Don’t Ever Look Back: Tall-Guy Style

By Robjn Taylor

There was a time when snowboarding, in all its glory, looked favourably upon those of modest stature. It was the turn of the century, and all the best pros (Devun Walsh, Peter Line, David Benedek etc.) ranged from chickenhawk to kind-of-shortish. Travis Parker and Bjorn Leines seemed to be the tallest snowboarders on the planet, and they were both 5’10.

Then, bless his heart, there was Chris Engelsman. Excellent snowboarder, master of all the tricks. In normal life, his height of 6’2 would elicit nothing more than the occasional shrug, “I suppose he’s tall.”

But strapped onto a snowboard, oh man, he looked like a genuine freak of nature. His arms and his legs seemed eternal, bending crazily, and to no one’s will but their own. Wait. Or was this all some type of illusion, created by the 4:3 aspect ratio of our televisions? Was it simply, as most people thought, his choice of pants?

Regardless, I suspected that Engelsman was living proof that, just maybe, snowboarding wasn’t meant for tall people. Even though it was mind-blowingly fun, I had to admit, being 6’0, I often felt like how Engelsman looked. The struggle was real.

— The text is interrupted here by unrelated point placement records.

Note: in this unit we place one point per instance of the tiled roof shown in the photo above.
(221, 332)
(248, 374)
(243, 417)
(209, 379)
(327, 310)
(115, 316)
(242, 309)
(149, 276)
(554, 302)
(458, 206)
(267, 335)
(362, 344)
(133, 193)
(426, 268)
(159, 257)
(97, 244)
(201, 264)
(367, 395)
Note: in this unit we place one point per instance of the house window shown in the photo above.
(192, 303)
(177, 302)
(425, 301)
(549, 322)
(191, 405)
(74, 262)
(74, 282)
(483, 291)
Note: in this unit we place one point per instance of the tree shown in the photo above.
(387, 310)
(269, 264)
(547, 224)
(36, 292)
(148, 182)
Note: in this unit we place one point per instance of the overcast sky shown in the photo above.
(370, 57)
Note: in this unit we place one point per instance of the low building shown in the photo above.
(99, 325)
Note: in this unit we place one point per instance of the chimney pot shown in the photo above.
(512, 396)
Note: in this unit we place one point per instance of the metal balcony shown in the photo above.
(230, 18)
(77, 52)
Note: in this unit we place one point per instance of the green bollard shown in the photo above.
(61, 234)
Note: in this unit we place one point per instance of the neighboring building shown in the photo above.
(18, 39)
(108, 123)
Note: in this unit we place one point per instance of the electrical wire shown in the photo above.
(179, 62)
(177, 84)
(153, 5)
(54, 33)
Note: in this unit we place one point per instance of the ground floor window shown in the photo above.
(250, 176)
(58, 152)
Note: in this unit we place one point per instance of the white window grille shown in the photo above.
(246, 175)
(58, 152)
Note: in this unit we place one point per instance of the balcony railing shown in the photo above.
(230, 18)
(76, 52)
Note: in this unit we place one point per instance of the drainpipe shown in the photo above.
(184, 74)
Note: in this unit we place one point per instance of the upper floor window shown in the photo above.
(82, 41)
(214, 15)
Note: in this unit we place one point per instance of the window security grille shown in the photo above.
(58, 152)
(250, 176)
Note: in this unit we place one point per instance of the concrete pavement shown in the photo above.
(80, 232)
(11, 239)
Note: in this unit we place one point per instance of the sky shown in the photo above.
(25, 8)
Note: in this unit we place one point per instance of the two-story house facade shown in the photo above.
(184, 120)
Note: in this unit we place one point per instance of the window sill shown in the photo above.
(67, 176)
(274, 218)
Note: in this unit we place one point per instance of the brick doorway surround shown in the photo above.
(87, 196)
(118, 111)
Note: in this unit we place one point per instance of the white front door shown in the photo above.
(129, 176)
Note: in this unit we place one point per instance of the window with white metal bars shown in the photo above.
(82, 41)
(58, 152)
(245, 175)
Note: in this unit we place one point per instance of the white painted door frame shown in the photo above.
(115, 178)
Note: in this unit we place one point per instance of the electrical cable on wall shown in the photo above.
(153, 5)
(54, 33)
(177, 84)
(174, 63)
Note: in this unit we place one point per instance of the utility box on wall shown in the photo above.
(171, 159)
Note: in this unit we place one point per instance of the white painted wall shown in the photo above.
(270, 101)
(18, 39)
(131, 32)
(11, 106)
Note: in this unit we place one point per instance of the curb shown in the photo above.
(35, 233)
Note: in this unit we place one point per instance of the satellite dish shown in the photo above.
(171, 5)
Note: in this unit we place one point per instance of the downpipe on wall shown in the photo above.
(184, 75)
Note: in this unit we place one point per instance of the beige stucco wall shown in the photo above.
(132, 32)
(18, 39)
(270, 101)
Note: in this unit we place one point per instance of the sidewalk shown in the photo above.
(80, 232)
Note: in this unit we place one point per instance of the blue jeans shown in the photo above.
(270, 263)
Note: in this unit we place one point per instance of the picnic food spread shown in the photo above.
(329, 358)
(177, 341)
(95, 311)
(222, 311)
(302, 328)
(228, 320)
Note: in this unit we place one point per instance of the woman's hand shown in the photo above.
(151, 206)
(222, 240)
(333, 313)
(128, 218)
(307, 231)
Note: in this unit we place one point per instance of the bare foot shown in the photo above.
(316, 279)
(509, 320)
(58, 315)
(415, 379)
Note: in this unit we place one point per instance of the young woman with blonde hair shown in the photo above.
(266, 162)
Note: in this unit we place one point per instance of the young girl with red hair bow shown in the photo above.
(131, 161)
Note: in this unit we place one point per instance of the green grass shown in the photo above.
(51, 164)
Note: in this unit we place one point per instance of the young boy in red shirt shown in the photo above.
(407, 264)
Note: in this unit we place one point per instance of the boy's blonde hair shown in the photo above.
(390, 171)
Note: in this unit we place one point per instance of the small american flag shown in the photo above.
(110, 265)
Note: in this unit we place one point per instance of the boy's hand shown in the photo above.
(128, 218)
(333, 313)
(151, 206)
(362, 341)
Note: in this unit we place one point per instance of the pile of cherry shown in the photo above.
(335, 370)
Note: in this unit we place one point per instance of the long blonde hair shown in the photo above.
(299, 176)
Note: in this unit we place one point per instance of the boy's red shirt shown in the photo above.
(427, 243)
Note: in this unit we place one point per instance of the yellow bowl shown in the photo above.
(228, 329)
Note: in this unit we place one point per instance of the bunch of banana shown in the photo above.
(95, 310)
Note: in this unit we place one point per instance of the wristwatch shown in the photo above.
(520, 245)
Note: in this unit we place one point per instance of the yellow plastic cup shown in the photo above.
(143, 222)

Then one day in 2003, this happened: The fog clears. I’m on the Catskinner chair on Blackcomb (the greatest of all the world’s mountains), and I see a random guy riding below, toward the park’s Mordor of jib features: the down-flat-down bar. He’s trying to hide his height in a puffy jacket but I can tell, what we have here, is one lanky dude. I’m curious to see what happens because this rail has a really aggressive kink, a merciless blackhole of style that sucks all of your board control and gangster-vibes into its swirling wrath.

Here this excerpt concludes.